(sda) Bei der Revision der Strafprozessordnung sind sich die Räte weiterhin nicht einig, ob Beschuldigte an Einvernahmen anderer Beschuldigter teilnehmen dürfen. Nach geltendem Recht dürfen alle Parteien im Verfahren bei allen Beweiserhebungen dabei sein.

In der seit 2011 geltenden Strafprozessordnung werden einzelne Punkte angepasst. Schon kurz nach deren Inkrafttreten wies die Praxis auf Probleme hin, es folgten parlamentarische Vorstösse. Der Bundesrat hat die Anliegen nun in einer Vorlage zusammengefasst.

Der Bundesrat und auch der Ständerat möchten dabei das Teilnahmerecht von Beschuldigten an Einvernahmen einschränken. Gemeint sind zum Beispiel Einvernahmen von Zeugen oder Personen, die im gleichen Verfahren beschuldigt sind.

Der Nationalrat hingegen will bei der heutigen Regelung bleiben, um faire Verfahren zu garantieren.
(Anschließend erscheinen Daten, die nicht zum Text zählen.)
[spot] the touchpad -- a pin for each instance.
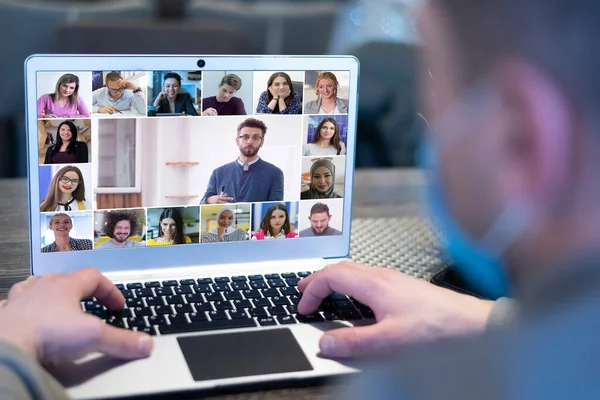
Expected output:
(231, 355)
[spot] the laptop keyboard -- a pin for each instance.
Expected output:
(204, 304)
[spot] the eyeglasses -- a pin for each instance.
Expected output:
(66, 179)
(255, 138)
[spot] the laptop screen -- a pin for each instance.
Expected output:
(139, 158)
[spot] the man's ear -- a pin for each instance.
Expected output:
(539, 140)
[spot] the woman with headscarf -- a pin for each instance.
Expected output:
(225, 230)
(322, 181)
Mit 116 zu 70 Stimmen hielt er am Mittwoch daran fest. Die Mehrheit überzeugte der vom Ständerat eingebrachte Vorschlag nicht.

Philipp Matthias Bregy (Mitte/VS) erinnerte an den Grundsatz, dass sich niemand selbst belasten müsse. Dazu gehöre, sich im Verfahren angemessen verteidigen zu können.

Das Schweigerecht des Beschuldigten würde mit einer Einschränkung eingeschränkt, gab auch Min Li Marti (SP/ZH) zu bedenken. "Beschuldigte sind nicht schuldig. Das sind sie erst, wenn ein Urteil gefällt worden ist."

Eine von Andrea Geissbühler (SVP/BE) angeführte Minderheit hätte dem Ständerat folgen wollen. Der Hauptgrund für die Revision der Strafprozessordnung sei just die Einschränkung der Teilnahmerechte gewesen, sagte Geissbühler. Sie einzuschränken, trage dazu bei, Delikte effizient aufzuklären, etwa in Fällen von Bandenkriminalität.

Justizministerin Karin Keller-Sutter wollte der Minderheit folgen. Gerade unter mehreren beschuldigten Bandenmitgliedern könne es zu Absprachen kommen. "Es geht nicht darum, Beschuldigen ihre Rechte zu nehmen", betonte sie. Ein politischer Entscheid sei besser, als die Frage der bundesgerichtlichen Rechtsprechung zu überlassen.

Gemäss dem Vorschlag des Ständerats soll die Staatsanwaltschaft eine beschuldigte Person von der Einvernahme weiterer Beschuldigter ausschliessen können. Gelten soll dies, solange die beschuldigte Person ausserhalb des Haftverfahrens nicht einvernommen worden ist.

Diese Regelung ist in den Augen von Keller-Sutter ausgewogen. Der Bundesrat beantragte, dass Beschuldigte bei Beweiserhebungen nicht dabei sein dürfen, bevor sie sich selbst einlässlich geäussert haben.

Die Vorlage geht wieder an den Ständerat.